What are columns generated in PostgreSQL 12?
PostgreSQL is known for its almost fanatical pursuit of database standards implementation. With the release of version 12, another step was taken towards making them available as fully as possible in the Open Source model. In this text we will focus on generated columns, also called virtual columns, which allow you to use the latest […]
PostgreSQL is known for its almost fanatical pursuit of database standards implementation. With the release of version 12, another step was taken towards making them available as fully as possible in the Open Source model.

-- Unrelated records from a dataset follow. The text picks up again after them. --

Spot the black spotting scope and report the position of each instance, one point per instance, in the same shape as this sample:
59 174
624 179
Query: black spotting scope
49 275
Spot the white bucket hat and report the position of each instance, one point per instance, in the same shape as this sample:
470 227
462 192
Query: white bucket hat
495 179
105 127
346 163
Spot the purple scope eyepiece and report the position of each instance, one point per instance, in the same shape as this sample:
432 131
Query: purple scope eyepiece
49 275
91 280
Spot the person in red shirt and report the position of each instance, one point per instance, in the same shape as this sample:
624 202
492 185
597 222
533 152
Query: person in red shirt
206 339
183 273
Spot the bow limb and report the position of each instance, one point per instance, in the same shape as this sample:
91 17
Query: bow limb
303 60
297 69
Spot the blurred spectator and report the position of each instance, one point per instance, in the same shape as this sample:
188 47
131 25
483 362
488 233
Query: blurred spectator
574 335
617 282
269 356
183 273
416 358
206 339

In this text we will focus on generated columns, also called virtual columns, which allow you to use the latest edition of one of the most popular database engine developers – PostgreSQL 12.
At the beginning it is worth explaining what columns are generated ( generated columns). paraphrasing SQL standard: 2003, the column generated in the table is one whose values will be the result of an expression whose components are other columns. It sounds complicated, so it’s worth showing it in practice, using an example using a pseudo-language (we’ll go to SQL later).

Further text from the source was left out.